We just have to accept that the pipeline will likely fail again in the future when the regions with or without restrictions change or capacity changes. We also have to accept that some internal downstream dependencies or external customers will have issues running the tests if they select the wrong region.

I'm okay with accepting that just to get the pipeline running again.

[AlexanderSehr]

Per @markjbrown

There are restrictions for zonal deployments for Cosmos for EA/PAYG. CXP Capacity PBI has the details. Error messages returned from ARM will direct customers to open a ticket so customers should be able to sort out for themselves. But given the restrictions, likely customers will not get happy path on first try. For Internal, non-prod subscriptions, these are heavily restricted for zonal Cosmos deployments. The only regions without restrictions at this time in public cloud are Australia East, UK South, Sweden Central, France Central. This is subject to change at any time.

I'll do two things:

• I'll hardcode the pipeline to use two of those four for the current multi-region test
• I'll leave the zoneRedundant property set to true by default

We just have to accept that the pipeline will likely fail again in the future when the regions with or without restrictions change or capacity changes. We also have to accept that some internal downstream dependencies or external customers will have issues running the tests if they select the wrong region.

I'm okay with accepting that just to get the pipeline running again.

Thank you all for the discussion. @seesharprun what you describe seems like a reasonably good solution in the short term.

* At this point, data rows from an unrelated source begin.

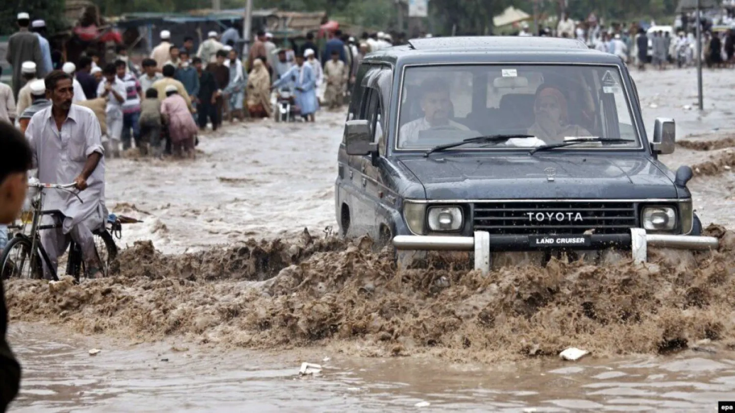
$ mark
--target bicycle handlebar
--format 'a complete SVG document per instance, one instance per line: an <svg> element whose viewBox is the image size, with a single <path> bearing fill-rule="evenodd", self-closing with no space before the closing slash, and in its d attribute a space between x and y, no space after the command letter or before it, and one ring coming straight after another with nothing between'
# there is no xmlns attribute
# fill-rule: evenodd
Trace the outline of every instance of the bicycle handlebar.
<svg viewBox="0 0 735 413"><path fill-rule="evenodd" d="M76 197L76 199L79 200L79 202L84 204L85 201L82 201L77 193L71 190L71 188L76 187L76 183L72 182L71 184L43 184L41 182L29 182L28 186L32 188L39 188L39 189L51 189L51 190L64 190L65 191L71 193L71 195Z"/></svg>
<svg viewBox="0 0 735 413"><path fill-rule="evenodd" d="M69 188L76 187L76 183L72 182L71 184L42 184L40 182L33 182L33 183L29 183L28 186L33 188L66 190Z"/></svg>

The CI change seems a bit wacky and I'm not convinced we'd be able to pull it of in the way it is imagined (as it comes with a lot of dependencies on external factors), but am happy to brainstorm it. Mind you, if bad comes to worse we could also remove the multi-region test. The only mandatory ones are the defaults & waf-aligned and having those being fully WAF compatible (be it via defaults, configuration or explicit values). Every single other test's purpose is just to test a scenario the module owner wanted to either show, or use to validate that the module works in the intended way. This, in turn, also means we could very well disable zone redundancy in the multi-region main.test.bicep file- if that helps (which I understand it would).